Other parties besides the driver or the trucking company could be liable depending on the particular facts of your truck accident. If another driver is driving in an unsafe way, their conduct could have contributed to your injuries. For example, if another driver is swerving from lane to lane and a truck driver takes evasive maneuvers, hitting your vehicle in the process, then the other driver might partially be liable for your injuries.

Manufacturers

Truck manufacturers could be liable for your injuries if the truck was defective. Manufacturing defects occur when something goes wrong during the assembly process of the truck. Faulty electrical wiring, use of substandard materials, and improperly installed brakes are all examples of possible manufacturing defects in trucks.

Road Maintenance Entities

Roads uncleared of debris or peppered with potholes can cause truck drivers to make dangerous moves on the road to avoid them. Alternatively, a particularly large pothole could make a truck go off course if the pothole gets hit. If poor road conditions were a factor in your truck accident, the state or municipal entity responsible for road maintenance could be partially liable.
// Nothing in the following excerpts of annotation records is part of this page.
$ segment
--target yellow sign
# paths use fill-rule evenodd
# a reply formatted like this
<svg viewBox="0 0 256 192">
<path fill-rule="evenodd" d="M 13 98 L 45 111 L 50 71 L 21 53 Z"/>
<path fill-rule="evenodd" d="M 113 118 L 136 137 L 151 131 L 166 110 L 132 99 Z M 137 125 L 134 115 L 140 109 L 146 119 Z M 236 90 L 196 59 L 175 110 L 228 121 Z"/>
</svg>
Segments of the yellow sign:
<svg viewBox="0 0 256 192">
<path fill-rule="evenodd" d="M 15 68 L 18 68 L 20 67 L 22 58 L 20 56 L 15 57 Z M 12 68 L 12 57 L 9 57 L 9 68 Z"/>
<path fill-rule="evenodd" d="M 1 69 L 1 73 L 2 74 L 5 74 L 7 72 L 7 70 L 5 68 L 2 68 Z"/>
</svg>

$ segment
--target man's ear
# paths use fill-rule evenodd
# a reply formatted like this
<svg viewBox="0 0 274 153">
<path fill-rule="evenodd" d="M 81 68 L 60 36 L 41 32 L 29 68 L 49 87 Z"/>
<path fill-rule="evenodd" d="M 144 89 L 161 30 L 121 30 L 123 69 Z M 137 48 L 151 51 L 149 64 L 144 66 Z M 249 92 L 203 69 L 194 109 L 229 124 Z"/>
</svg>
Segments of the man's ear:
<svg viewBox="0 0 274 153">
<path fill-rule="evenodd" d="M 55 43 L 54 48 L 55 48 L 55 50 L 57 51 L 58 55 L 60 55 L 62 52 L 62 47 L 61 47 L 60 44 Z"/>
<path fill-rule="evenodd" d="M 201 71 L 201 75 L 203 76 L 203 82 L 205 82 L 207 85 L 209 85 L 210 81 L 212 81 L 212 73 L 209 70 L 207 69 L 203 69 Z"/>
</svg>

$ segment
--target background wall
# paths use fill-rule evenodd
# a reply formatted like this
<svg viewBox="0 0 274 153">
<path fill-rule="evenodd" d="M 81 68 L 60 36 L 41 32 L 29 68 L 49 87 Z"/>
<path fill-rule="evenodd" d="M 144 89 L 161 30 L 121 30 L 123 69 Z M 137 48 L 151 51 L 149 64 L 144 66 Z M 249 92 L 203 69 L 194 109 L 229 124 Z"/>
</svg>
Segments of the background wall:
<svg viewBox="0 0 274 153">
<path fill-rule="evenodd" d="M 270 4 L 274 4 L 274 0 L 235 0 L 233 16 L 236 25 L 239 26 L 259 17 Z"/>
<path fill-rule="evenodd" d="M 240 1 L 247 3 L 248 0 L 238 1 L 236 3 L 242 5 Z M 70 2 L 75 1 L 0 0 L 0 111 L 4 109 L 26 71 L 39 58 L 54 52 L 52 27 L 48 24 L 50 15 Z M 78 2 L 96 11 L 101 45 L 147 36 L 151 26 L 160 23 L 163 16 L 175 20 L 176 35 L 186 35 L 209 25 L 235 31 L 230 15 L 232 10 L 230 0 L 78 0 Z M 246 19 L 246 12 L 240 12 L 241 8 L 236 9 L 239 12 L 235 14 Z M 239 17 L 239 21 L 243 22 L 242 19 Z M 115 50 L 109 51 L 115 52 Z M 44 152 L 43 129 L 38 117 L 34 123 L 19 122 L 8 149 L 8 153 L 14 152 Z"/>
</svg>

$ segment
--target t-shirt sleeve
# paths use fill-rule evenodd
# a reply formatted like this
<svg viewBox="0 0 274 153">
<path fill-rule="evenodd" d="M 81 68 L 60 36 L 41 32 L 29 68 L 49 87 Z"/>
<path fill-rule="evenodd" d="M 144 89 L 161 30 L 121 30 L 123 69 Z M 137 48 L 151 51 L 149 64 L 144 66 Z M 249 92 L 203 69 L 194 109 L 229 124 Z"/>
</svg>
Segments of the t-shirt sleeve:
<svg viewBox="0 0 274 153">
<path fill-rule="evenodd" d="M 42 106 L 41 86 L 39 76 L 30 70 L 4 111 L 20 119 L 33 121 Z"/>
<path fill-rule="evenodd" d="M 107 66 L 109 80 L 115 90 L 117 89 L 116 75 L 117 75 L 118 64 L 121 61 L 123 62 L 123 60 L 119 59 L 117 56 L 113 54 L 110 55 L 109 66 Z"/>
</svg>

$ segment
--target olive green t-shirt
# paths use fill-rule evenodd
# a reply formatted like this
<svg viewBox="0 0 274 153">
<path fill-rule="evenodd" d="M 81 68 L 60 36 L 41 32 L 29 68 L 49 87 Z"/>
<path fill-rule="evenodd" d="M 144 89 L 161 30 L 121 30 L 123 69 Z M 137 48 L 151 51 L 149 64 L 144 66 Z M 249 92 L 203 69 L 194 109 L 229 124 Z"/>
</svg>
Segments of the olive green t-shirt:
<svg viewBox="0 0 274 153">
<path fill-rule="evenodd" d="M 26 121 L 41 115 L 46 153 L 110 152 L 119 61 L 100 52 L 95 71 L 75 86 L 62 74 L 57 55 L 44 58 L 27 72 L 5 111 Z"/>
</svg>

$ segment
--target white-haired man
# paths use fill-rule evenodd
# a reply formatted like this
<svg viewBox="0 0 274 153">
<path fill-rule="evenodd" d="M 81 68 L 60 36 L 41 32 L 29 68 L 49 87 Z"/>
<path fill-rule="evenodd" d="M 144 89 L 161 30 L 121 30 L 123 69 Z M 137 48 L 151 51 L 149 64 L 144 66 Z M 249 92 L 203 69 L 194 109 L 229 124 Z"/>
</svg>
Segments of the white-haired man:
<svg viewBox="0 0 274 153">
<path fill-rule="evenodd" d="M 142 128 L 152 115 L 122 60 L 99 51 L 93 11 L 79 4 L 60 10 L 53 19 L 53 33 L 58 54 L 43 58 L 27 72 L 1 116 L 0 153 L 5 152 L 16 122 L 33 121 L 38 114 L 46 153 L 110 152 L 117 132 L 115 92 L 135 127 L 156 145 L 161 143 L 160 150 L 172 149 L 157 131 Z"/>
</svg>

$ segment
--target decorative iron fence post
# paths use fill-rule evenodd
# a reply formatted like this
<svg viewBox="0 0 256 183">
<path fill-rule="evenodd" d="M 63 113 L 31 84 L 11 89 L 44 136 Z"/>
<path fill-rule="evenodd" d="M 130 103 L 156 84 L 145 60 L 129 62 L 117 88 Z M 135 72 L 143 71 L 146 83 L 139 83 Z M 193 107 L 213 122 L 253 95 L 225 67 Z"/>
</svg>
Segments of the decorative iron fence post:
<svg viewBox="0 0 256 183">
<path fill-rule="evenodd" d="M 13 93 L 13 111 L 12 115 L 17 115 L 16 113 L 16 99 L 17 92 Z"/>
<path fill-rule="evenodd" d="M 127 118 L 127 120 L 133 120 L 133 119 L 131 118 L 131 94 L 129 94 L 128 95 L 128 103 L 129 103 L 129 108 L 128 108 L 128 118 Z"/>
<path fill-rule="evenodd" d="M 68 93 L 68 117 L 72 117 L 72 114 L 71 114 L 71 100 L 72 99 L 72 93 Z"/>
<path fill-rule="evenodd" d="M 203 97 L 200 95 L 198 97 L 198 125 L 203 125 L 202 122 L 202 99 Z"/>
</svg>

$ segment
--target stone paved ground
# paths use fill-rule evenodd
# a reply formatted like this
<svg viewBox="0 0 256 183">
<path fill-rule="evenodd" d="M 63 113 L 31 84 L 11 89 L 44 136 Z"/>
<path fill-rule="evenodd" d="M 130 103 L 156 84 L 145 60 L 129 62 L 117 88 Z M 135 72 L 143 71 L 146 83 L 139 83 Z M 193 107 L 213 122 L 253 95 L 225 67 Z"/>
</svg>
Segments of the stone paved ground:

What You Need to Prove in a Woodlawn, MD Truck Accident Lawsuit

To win a truck accident lawsuit, you need to prove that the defendant was negligent. You need to establish four parts, or “elements,” of negligence to prove it in court. Those elements are duty, breach, causation, and injury.

Duty

Duty refers to a “duty of care” that the defendant had to you. A duty of care is a standard that a person has to avoid careless and dangerous acts that could cause harm to others. For example, drivers have a duty of care to be safe on the road and not put other drivers in danger.

One key thing that makes an action careless is the foreseeability that harm could result. In a truck accident context, a reasonable truck driver could foresee that speeding might cause an accident, so it would be careless to speed while driving a truck.

Breach

Breach means that the defendant violated their duty of care to you. Breach is generally proven by showing that the defendant failed to act reasonably in the given situation. If the truck driver in your accident was tailgating your car and hit you, they probably breached their duty of care because it is against the law as well as objectively dangerous and unreasonable to drive so closely behind another reason.

Causation

Causation is usually the most difficult element to prove. You must prove both that the defendant caused your injuries and that the defendant’s conduct is closely related to your injuries. Going back to our intrepid truck driver, if their truck was in good working order and they ran a red light, their conduct is the direct cause of your injuries. However, suppose the driver was operating the vehicle in a perfectly reasonable way, but the brakes were defective, and the truck did not stop when it should have. In that case, the driver might not be liable because their conduct is not closely related enough to your injuries (but the brake manufacturer might be liable instead).

Injury

You need to have an injury to recover damages. Otherwise, you do not need anything to be put back to where you were before the accident. Evidence such as hospital stays, physical therapy classes, vehicle repair bills, and photographic evidence of your injuries can all be used to establish that you suffered injuries in a truck accident.